There was an expectation that banks would dispose of legacy assets and flush the market with assets, but with cheap financing, it turned out that the best vehicles to hold these assets through the recession were the banks themselves. While a deluge of distressed collateral hasn't occurred, the major consequence is that banks have stopped lending to new businesses.

Q: What major development do you expect from the market in the future?
AP:
There is a tendency towards continued tightening in the primary market. There is also a sense that the market is consolidating.

However, as spreads come down, a macro recovery could emerge and push rates up fairly rapidly. The market is entering a stable phase, but one that remains vulnerable to shocks related to inflationary pressures.

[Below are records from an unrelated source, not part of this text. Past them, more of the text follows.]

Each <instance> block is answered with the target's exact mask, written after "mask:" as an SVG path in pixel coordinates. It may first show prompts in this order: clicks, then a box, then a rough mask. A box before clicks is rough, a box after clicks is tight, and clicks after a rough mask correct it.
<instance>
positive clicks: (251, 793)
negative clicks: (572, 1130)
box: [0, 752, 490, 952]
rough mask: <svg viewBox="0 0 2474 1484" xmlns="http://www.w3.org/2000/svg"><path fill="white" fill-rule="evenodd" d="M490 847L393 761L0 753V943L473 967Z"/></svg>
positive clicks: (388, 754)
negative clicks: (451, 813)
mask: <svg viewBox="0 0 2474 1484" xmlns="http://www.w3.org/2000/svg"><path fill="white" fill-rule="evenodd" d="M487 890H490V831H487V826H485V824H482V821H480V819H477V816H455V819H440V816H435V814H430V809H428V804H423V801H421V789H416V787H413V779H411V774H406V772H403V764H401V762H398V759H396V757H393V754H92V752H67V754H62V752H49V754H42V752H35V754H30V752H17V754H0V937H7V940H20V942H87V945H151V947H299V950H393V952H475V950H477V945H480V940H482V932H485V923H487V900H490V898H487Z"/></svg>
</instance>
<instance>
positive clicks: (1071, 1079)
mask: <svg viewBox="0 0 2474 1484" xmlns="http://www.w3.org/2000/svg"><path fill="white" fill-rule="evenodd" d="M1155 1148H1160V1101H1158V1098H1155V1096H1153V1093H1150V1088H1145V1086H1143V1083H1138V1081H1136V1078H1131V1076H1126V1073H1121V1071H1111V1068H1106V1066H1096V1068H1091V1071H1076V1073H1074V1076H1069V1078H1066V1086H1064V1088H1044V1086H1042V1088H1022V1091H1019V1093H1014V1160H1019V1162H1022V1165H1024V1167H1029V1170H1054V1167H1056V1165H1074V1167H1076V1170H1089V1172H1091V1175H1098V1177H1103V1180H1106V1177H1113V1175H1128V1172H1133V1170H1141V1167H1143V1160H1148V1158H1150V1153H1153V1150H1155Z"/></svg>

ALM: Many investors have reassessed ABS with a fresh approach and returned to the market in search of value. ABS pricing has therefore normalised.

Providing negative news regarding the macro situation of certain peripheral countries continues to lessen, tail risk can increasingly be excluded from pricing of peripheral ABS.

In terms of relative value, my personal view is that the peripheral market offers significant opportunities. But such assets need to be considered at the right price and possibly with a hedge mitigating macro exposures to cover tail risk.

I agree that one major issue to be aware of is the interest rate environment. If interest rates rise, it will be an interesting environment for credit. Peripheral countries are already somewhat seeing rate increases at a macro level (although not specifically within seasoned ABS), so it makes sense to assess its impact and take advantage of that experience.

Generally, the two major themes for European ABS in 2013 are the regulatory situation and the interest rate environment. Macro themes to be aware of include Spain and Italy coping with and possibly emerging out of recession.